Les autochenilles conçues par André Citroën sont des fleurons de la technologie française. Leur réalisation bénéficie du brevet de l'ingénieur Adolphe Kégresse, déposé en 1917. Cinq d'entre elles ont traversé le Sahara entre décembre 1922 et janvier 1923, de Touggourt à Tombouctou. Ce projet s'est révélé infiniment moins coûteux que le chemin de fer, et ses retombées publicitaires sont phénoménales.
Avec la « Croisière noire », huit autochenilles - deux sont aujourd'hui conservées aux musées de Compiègne et de Saint-Jean-d'Angély - vont traverser l'ensemble des possessions françaises, depuis l'Afrique du Nord familière au grand public jusqu'aux terres méconnues de l'Afrique centrale. L'expédition poursuivra sa route à travers le Congo belge, puis se divisera pour parcourir des territoires sous domination britannique ou portugaise. Elle rejoindra la côte sud-est de l'Afrique pour s'embarquer vers Madagascar et terminer son parcours jusqu'à sa capitale Tananarive en mars 1925.

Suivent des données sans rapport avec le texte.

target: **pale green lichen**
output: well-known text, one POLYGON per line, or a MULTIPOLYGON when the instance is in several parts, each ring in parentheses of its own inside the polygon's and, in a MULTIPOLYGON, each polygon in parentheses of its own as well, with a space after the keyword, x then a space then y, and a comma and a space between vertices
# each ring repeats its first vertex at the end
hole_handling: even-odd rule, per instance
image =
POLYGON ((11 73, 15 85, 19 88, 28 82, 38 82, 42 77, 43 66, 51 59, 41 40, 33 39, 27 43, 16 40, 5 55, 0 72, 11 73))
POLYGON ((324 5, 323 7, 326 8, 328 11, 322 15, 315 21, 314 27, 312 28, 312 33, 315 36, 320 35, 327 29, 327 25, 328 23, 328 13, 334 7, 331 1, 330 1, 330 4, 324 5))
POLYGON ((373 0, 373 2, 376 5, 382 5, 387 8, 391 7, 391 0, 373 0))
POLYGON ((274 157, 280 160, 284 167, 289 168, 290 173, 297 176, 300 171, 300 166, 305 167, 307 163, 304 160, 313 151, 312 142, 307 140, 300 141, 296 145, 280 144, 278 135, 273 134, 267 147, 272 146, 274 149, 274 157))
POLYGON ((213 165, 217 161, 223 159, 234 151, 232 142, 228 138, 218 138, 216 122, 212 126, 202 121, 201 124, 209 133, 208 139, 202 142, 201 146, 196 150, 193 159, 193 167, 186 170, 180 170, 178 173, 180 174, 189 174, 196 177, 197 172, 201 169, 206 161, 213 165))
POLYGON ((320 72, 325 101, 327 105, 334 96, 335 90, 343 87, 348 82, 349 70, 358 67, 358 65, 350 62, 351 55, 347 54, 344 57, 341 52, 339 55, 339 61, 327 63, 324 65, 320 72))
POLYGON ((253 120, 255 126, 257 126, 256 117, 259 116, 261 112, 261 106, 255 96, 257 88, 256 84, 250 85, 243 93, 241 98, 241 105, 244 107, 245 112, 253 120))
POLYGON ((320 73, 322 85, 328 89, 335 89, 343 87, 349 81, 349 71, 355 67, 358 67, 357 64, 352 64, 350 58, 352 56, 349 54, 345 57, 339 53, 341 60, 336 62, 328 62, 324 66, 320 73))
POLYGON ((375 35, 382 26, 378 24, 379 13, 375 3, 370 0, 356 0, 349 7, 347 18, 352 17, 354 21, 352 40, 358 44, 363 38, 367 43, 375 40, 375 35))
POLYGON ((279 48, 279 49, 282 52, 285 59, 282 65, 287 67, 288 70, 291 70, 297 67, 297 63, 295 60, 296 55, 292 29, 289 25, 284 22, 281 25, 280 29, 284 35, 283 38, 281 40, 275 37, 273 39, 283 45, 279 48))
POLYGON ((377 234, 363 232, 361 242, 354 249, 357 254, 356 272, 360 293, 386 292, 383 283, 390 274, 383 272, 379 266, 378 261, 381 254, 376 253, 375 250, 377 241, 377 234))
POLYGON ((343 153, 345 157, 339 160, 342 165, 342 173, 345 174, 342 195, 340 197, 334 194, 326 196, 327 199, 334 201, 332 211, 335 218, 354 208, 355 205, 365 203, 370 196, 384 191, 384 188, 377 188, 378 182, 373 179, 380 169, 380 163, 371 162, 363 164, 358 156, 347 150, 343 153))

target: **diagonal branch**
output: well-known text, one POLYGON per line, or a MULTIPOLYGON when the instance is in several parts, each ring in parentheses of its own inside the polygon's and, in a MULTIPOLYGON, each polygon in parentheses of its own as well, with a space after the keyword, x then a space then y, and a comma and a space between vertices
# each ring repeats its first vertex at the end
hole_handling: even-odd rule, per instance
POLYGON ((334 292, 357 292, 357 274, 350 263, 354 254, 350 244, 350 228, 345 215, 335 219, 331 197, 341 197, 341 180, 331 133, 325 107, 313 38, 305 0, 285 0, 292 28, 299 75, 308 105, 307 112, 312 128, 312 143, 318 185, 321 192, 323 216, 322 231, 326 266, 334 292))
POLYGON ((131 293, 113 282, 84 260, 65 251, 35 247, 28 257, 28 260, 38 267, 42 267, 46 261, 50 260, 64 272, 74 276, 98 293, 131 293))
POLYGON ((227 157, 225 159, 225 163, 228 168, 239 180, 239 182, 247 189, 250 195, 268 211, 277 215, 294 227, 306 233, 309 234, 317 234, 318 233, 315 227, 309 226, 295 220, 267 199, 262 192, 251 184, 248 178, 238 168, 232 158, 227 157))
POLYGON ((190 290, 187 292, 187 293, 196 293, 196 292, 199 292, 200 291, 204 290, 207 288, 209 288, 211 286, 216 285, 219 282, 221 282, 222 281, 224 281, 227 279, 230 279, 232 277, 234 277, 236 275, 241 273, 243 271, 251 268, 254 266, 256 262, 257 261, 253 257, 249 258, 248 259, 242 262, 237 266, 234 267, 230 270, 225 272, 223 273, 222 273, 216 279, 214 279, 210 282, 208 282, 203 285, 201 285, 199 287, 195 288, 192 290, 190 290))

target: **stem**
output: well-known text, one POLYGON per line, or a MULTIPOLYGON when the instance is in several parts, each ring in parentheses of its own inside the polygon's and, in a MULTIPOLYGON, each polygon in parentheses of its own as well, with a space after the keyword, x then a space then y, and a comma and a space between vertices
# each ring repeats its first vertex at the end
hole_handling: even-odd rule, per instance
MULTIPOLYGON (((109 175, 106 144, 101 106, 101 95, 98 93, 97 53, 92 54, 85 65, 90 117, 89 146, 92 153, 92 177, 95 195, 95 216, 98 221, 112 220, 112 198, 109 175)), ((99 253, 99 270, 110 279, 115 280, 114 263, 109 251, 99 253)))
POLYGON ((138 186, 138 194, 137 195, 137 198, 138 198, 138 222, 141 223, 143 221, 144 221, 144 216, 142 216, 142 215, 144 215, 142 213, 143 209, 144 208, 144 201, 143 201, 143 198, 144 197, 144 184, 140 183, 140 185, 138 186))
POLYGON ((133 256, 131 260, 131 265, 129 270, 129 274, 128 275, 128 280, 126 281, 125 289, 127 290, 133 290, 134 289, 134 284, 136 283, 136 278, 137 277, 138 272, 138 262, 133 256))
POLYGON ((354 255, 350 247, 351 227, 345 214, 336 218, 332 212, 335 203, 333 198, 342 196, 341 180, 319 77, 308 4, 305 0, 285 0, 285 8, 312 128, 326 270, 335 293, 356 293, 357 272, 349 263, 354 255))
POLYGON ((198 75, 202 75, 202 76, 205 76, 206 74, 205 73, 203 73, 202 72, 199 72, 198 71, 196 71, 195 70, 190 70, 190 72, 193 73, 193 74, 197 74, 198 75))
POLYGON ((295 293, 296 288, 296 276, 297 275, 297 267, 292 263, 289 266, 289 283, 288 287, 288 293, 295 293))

Pour la France, la manifestation d'un empire colonial uni et maîtrisé
Au siècle précédent, le Royaume-Uni a rêvé d'une « verticale » du Caire au Cap et la France d'une « transversale » de Pointe-Noire à Djibouti. Ces désirs insatisfaits ont abouti à l'incident de Fachoda en 1898, qui a placé les deux rivaux, pourtant alliés en Europe, à deux doigts d'un conflit ouvert. En traçant cette diagonale, la Croisière noire dépasse symboliquement les ambitions du passé et affiche aux yeux du monde l'étendue de la domination française.
L'expédition est lancée après plus d'un an de préparation, le 25 octobre 1924, depuis le sud du Maroc. Le réalisateur Léon Poirier est de la partie. Il réalise un documentaire muet de 70 minutes, sobrement intitulé La Croisière noire, qui connaîtra un grand succès à sa sortie en 1926. L'aventure est suivie quotidiennement par TSF sur les 28 000 kilomètres de son parcours.

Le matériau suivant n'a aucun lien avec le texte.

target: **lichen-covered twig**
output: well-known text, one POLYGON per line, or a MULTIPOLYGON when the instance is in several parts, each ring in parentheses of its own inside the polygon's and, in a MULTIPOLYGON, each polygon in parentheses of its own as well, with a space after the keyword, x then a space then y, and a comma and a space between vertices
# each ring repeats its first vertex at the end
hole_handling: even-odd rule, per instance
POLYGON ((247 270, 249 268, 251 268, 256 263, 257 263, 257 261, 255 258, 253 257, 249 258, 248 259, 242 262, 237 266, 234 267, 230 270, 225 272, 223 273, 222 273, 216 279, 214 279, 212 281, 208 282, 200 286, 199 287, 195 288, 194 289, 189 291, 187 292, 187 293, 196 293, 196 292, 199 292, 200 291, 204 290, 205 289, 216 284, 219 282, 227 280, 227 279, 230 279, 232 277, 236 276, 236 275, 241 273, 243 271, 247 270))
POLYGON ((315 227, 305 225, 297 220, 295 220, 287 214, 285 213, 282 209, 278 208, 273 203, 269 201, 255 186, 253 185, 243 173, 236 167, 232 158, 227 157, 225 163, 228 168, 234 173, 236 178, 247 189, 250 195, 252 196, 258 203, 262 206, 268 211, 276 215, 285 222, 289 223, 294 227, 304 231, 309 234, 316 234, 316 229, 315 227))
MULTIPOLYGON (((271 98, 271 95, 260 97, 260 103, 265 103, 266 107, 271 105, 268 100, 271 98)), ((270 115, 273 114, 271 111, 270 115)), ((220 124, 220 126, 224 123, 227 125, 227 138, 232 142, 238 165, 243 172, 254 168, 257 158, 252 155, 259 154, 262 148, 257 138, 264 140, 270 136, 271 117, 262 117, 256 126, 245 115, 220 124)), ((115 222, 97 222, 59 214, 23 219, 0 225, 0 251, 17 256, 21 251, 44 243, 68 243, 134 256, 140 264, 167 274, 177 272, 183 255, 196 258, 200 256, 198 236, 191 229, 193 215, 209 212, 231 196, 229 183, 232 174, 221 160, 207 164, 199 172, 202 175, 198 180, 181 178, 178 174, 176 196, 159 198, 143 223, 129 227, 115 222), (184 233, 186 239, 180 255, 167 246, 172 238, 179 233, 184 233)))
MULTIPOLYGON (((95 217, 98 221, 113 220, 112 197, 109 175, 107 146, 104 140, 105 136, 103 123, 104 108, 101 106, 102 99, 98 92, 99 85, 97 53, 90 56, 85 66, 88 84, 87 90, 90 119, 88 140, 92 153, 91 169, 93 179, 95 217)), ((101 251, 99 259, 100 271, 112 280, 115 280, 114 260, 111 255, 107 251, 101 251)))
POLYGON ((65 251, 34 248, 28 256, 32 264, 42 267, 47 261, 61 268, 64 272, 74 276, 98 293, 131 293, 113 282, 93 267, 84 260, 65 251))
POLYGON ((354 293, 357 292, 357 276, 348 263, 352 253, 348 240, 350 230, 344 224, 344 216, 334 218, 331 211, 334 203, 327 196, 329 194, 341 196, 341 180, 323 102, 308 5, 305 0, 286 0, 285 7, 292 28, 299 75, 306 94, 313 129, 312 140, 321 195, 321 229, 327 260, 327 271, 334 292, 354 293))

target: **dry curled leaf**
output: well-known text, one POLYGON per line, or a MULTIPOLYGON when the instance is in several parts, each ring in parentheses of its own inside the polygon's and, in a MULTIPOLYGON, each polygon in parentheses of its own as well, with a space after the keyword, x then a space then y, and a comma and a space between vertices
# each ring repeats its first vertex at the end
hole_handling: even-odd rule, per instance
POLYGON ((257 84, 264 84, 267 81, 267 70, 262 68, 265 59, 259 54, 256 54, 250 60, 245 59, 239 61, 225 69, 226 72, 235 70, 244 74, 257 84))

Toute cette communication sert à vanter le mérite des véhicules Citroën, capables de franchir les déserts, les rivières et les reliefs accidentés, dans des conditions climatiques diverses. Les populations locales sont évidemment mises à contribution dans les passages difficiles, comme en témoignent les innombrables images d'archives.
Pour nos contemporains, l'image persistante d'une grande aventure
Mais les organisateurs ne se soucient que du bien-être des aventuriers : un cuisinier est du voyage. D'autres participants apportent une caution scientifique conforme aux modèles de l'époque, tournée vers les sciences naturelles et l'anthropologie. On glose sur les populations reculées particulièrement hostiles et les dangers représentés par la confrérie des « hommes-léopards », lesquels n'auront jamais assassiné de Blancs.
Ce qu'écrit du film l'historienne de l'art Estelle Bories vaut pour l'expédition entière : « Les images de la Croisière noire sont caractéristiques d'une époque où la modernisation technique des expéditions ne sont pas suivies des changements profonds d'une mentalité. » De manière plus surprenante, les productions récentes autour de l'expédition, qu'elles soient livresques ou filmées, ne prennent guère de distance avec cette épopée et sa symbolique.
Si le lien est souvent fait, à juste titre, avec le Paris-Dakar, dont la dimension exotisante devait encore beaucoup à l'imaginaire colonial et à la toute-puissance de la domination technique hérités du XIXe siècle, elle est rarement présentée, dans sa dimension propagandiste et populaire, comme un événement annonciateur de l'Exposition coloniale de 1931, avec laquelle elle partage pourtant idéologie et imaginaire racistes.